A PARTICLE MODEL WITH INVARIANTIVE MAKEUP
Author: Nicolae Mazilu
Published on Saturday, December 15th, 2007 in category ProtoQuant
V. Conclusions
In 1990 Freeman J. Dyson published an old Feynman vision of the connection between Dynamics and Electrodynamics [7]. The publication immediately triggered a host of comments and fundamental approaches to the problem of gauge fields in general, thus proving the fecundity of old ideas. It is our opinion that the novelty of this approach rests upon conceiving the coordinates as integrals of motion to which we apply the formalism of Poisson parentheses, rather than means of Space or Space-Time location. Anyway, one of the main criticisms directed to this approach is that it leads naturally to only a half of the Maxwell equations, the other half requiring more elaborate assumptions, basically connected with the so-called minimal coupling.

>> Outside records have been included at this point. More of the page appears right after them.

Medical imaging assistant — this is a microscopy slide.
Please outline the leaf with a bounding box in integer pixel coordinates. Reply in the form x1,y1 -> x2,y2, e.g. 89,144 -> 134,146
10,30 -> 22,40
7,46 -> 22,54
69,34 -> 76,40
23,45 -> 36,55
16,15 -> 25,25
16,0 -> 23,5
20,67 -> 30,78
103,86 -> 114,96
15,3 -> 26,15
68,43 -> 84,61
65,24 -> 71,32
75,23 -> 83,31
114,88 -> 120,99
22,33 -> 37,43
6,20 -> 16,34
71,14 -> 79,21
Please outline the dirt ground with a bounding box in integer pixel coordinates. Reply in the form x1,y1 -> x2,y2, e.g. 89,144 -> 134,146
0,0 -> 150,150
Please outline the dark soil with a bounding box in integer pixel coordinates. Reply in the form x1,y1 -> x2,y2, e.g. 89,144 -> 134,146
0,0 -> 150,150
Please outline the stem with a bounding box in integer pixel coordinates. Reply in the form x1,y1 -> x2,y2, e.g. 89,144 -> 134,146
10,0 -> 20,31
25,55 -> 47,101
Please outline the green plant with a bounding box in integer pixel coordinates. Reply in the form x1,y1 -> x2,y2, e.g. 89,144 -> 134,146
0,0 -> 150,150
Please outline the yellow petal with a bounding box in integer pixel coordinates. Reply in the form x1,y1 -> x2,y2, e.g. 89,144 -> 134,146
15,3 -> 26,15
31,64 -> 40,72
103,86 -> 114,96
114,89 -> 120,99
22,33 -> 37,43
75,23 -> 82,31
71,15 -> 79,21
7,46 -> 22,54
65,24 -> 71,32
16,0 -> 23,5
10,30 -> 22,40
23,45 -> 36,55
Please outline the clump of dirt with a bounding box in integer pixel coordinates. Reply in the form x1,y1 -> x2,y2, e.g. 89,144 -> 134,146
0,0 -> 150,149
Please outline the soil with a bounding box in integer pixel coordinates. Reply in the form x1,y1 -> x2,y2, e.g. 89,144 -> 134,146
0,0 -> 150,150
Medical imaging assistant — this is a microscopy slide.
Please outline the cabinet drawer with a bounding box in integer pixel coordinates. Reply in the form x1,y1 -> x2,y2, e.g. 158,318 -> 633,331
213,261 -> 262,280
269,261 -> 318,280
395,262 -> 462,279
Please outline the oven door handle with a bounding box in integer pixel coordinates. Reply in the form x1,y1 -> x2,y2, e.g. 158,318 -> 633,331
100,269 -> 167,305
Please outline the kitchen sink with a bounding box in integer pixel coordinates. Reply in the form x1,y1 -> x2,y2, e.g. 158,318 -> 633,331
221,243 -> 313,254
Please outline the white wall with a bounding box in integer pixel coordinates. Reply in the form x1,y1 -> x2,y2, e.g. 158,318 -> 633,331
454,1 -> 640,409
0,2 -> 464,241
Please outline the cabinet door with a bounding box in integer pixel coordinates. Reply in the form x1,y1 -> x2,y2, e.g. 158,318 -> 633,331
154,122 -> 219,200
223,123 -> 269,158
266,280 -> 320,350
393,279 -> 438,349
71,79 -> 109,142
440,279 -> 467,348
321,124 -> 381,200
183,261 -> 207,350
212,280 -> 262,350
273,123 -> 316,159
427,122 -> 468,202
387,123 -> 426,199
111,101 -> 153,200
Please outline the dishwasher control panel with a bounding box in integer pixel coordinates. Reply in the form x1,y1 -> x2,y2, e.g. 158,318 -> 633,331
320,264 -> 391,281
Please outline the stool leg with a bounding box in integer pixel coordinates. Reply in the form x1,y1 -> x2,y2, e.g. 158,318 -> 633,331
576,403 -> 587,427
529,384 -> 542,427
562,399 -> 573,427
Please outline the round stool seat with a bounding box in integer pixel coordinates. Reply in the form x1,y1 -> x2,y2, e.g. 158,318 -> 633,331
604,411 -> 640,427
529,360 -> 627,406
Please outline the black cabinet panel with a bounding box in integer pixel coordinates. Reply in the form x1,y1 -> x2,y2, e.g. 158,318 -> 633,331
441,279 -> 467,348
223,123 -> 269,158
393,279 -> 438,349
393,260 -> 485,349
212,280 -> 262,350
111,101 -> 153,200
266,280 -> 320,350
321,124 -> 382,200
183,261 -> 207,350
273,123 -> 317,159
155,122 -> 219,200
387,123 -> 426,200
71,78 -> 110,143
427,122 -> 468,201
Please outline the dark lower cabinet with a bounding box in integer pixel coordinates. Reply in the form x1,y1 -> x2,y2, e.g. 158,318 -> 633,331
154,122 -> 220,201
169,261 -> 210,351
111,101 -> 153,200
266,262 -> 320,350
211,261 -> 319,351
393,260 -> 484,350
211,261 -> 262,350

The present work answers the same problem as raised by the Feynman connection between Dynamics and Electrodynamics, with the difference that here we preserve the passive classical role of coordinates as parameters of location. The emphasis is then placed upon a generalization of the metric, whereby the symmetric part of the metric tensor is manifestly unknown. In this connection, our results are not singular. First of all, there is a feeling that the metric is not essential for the theory of gravitation [9], inasmuch as it has originally been introduced from the necessity to correlate measurements with clocks and rods, and thus it outlived its usefulness. We might then ask for a meaning to produce a metric tensor anyway, not just as a mean to represent gravitation. The present work suggests such a way. The manner of suggestion brings us to a second citation [10] whereby the metric field is explicitly declared secondary, while the electromagnetic field is fundamental. In this respect our work only changes the emphasis: the electromagnetic field is formally fundamental, in the sense mentioned above, namely that any environmental influence upon a body must be represented as such, regardless of its nature.
Finally we note that the invariantive spirit allows us to conceive as classical topological effects otherwise assigned to quantum realm, like the Aharonov-Bohm effect. In spite of the current academically endorsed interpretation, our opinion is that this effect shows that we have a lot more to understand about the Classical, rather than Quantum, Physics.